Nadja Drost, freelance contributor, The California Sunday Magazine
Nadja Drost accepts a 2021 Pulitzer Prize for Feature Writing from Columbia University President Lee Bollinger. (Jose Lopez/The Pulitzer Prizes)
Winning Work
Biography
Nadja Drost is a Canadian journalist based in New York City after a decade based in Bogotá, Colombia. She reports and produces pieces in print, radio, and television, and regularly reports from Latin America as a Special Correspondent for the PBS NewsHour. Her stories have been published in California Sunday Magazine, TIME, Maclean’s Magazine, The Globe and Mail, Al Jazeera America and GlobalPost, and heard on the CBC, BBC, Radio Ambulante and U.S. public radio.

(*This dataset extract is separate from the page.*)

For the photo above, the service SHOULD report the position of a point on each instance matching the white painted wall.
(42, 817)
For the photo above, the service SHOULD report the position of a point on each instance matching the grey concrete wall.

She is the author of “The Devil Underground,” a long-form narrative investigation into how gold mining has fuelled Colombia’s armed conflict, published by The Atavist (2014).
Nadja independently produced her first documentary, the award-winning Between Midnight and the Rooster’s Crow (2005) and is producing a documentary about a woman FARC commanders transition from war to peace over five years, with co-director Bruno Federico. Their coverage of Colombia’s peace process for the PBS NewsHour was recognized with a 2017 Overseas Press Club Award. Her work has been supported with fellowships from the Alicia Patterson Foundation, the Investigative Fund at the Nation Institute and grants from the Pulitzer Center, the National Film Board of Canada, and others. Nadja is a graduate of the Stabile Center for Investigative Journalism at Columbia University’s Graduate School of Journalism.